Share

Bab 4 Mulai Ingat

Zack menghela napas kasar. Pria berkulit hitam manis itu menatap ke arah Langit yang tampak bingung duduk di sampingnya.

"Apa Bos lupa semalam ke mana?" tanya Zack mencoba membuat Langit mengingat peristiwa semalam.

"Jangan membuat teka-teki. Saya tidak mengingat apa yang terjadi semalam sama sekali." Langit mulai kesal dengan pertanyaan Zack yang membuat kepalanya kembali berdenyut.

"Semalam Bos ke bar dengan saya. Lalu, mabuk berat. Nyonya Senja membawa Bos ke kamar dan mengurus Anda. Setelah itu saya pulang dan tidak tahu apa yang terjadi," jelas Zack dengan wajah serius.

"Ke bar? Mabuk?" Langit mencoba mengingat kejadian semalam sambil memegang kepalanya.

"Saya ingat. Kita ke bar selepas pulang kerja. Saat itu, saya habis terima telepon dari Violeta. Lalu, saya tidak tahu apa yang terjadi. Saya hanya merasa tubuh saya panas dan pusing. Kemudian, saya ... ah sial! Pasti karena itu Senja seperti ini sekarang." Langit kembali berkata sambil sedikit menggebrak meja. Membuat Zack terperanjat. Langit mulai mengingat kejadian semalam meski belum sepenuhnya.

"Tuan, ada apa?" Zack bertanya bingung.

"Saya telah melakukan kebodohan, meski saya tidak ingat betul kejadiannya. Saya telah melanggar janji saya pada Senja." Langit tampak menyesali yang terjadi semalam. Lelaki itu meremas rambutnya kasar sambil tertunduk.

"Kalau bukan karena saya mabuk. Senja tidak akan seperti ini." Langit kembali berkata dengan penuh penyesalan.

Langit berdiri dengan sedikit terhuyung karena masih merasakan sakit di kepalanya. Kemudian, berjalan pelan ke arah kamar Senja. Zack tidak berani menghalangi, hanya memperhatikan dari sofa.

Ketika sampai di kamar Senja. Langit melihat wanita itu hendak bangkit dari ranjang. Dengan cepat lelaki tersebut mendekati dan menahannya.

"Jangan bangun! Istirahatlah." Langit berkata sambil berusaha membaringkan tubuh wanita itu.

"Lepaskan saya, Tuan! Saya harus pergi dari sini!" Senja menepis kasar tangan Langit dan berusaha bangun.

"Kau mau ke mana? Istirahatlah, tubuhmu masih lemah." Langit kembali memegang kedua pundak Senja. Meminta wanita itu untuk merebahkan tubuhnya.

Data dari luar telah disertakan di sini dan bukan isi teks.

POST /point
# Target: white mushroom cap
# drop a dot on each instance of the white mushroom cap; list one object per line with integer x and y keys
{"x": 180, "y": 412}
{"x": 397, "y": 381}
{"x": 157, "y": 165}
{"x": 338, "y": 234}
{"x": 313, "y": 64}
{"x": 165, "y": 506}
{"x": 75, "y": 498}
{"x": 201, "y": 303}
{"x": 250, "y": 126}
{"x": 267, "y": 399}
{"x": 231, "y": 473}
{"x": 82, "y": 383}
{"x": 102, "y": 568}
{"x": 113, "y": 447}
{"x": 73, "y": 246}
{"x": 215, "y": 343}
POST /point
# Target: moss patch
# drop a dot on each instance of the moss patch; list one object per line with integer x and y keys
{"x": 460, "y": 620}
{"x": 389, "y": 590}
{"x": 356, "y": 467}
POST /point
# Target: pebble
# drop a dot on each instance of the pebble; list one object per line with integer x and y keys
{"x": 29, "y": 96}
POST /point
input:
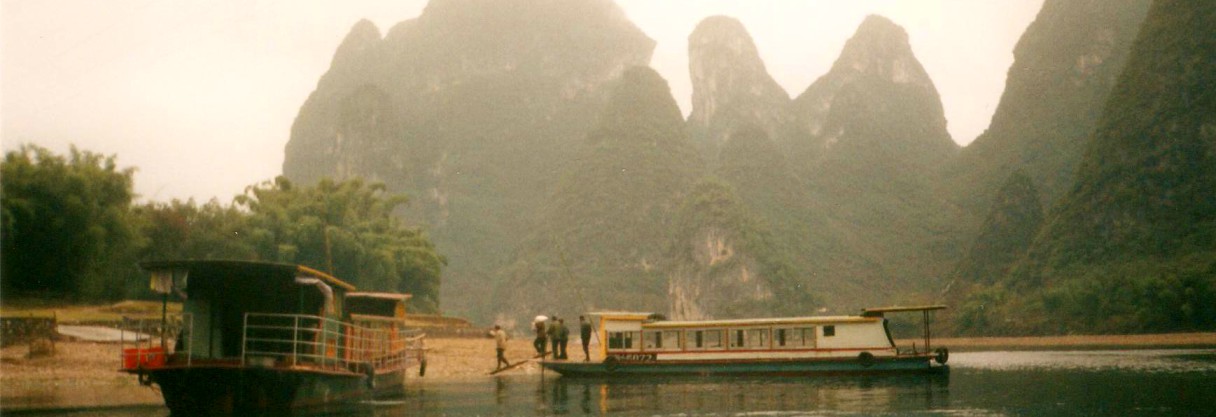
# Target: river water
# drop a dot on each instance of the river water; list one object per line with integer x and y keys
{"x": 997, "y": 383}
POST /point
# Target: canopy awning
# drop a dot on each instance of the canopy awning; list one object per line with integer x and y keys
{"x": 882, "y": 310}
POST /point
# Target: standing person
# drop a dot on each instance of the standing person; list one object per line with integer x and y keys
{"x": 500, "y": 343}
{"x": 585, "y": 334}
{"x": 539, "y": 343}
{"x": 563, "y": 336}
{"x": 552, "y": 336}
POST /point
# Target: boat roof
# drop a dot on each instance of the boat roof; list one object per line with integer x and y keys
{"x": 879, "y": 311}
{"x": 397, "y": 297}
{"x": 621, "y": 315}
{"x": 772, "y": 321}
{"x": 214, "y": 265}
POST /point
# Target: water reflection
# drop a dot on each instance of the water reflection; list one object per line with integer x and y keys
{"x": 684, "y": 395}
{"x": 1026, "y": 383}
{"x": 1153, "y": 361}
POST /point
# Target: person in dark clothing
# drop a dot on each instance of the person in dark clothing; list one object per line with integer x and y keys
{"x": 585, "y": 334}
{"x": 552, "y": 336}
{"x": 539, "y": 343}
{"x": 500, "y": 343}
{"x": 563, "y": 336}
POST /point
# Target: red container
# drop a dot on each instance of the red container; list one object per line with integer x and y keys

"Tuan tidak perlu mengkhawatirkan saya. Saya baik-baik saja. Tolong, biarkan saya pergi." Senja kembali menepis kedua tangan Langit dan berkata sedikit ketus.

"Tetap di sini, Senja. Saya akan merawatmu."

"Tidak perlu, Tuan. Saya bisa merawat diri sendiri."

Rasa sakit kembali menyerang Senja. Menusuk hingga ke relung hati terdalam wanita itu. Saat Langit menyentuh pundaknya. Senja merasa tidak sudi disentuh oleh lelaki yang baru beberapa hari ia nikahi dan menodainya semalam.

Senja kukuh ingin pergi meski Langit terus mencekalnya. Ia sudah tidak ingin tinggal di tempat itu lagi. Hatinya begitu sakit dan hancur. Senja ingin sekali mengakhiri hidup agar tidak melihat dan bertemu dengan Langit kembali.

"Kau masih istriku. Saya akan bertanggung jawab atas semuanya. Maafkan saya, Senja." Langit berkata selembut mungkin agar Senja tidak semakin emosi. Ia paham, saat ini wanita itu sedang marah.

"Pernikahan kita hanya di atas kertas. Saya sudah memutuskan untuk mengakhirinya. Soal uang yang sudah Tuan berikan. Tenang saja, sisanya akan saya lunasi dengan mencicil. Sekarang, biarkan saya pergi." Kembali Senja berkata. Wajahnya begitu serius. Meskipun berbicara lembut. Namun, cukup membuat Langit kesal.

Senja tidak lagi merasa takut dengan Langit. Justru yang ada dalam benaknya kini adalah kebencian terhadap pria tampan bermata elang yang telah menodainya semalam. Tidak peduli meski kini lelaki tersebut adalah suami sahnya.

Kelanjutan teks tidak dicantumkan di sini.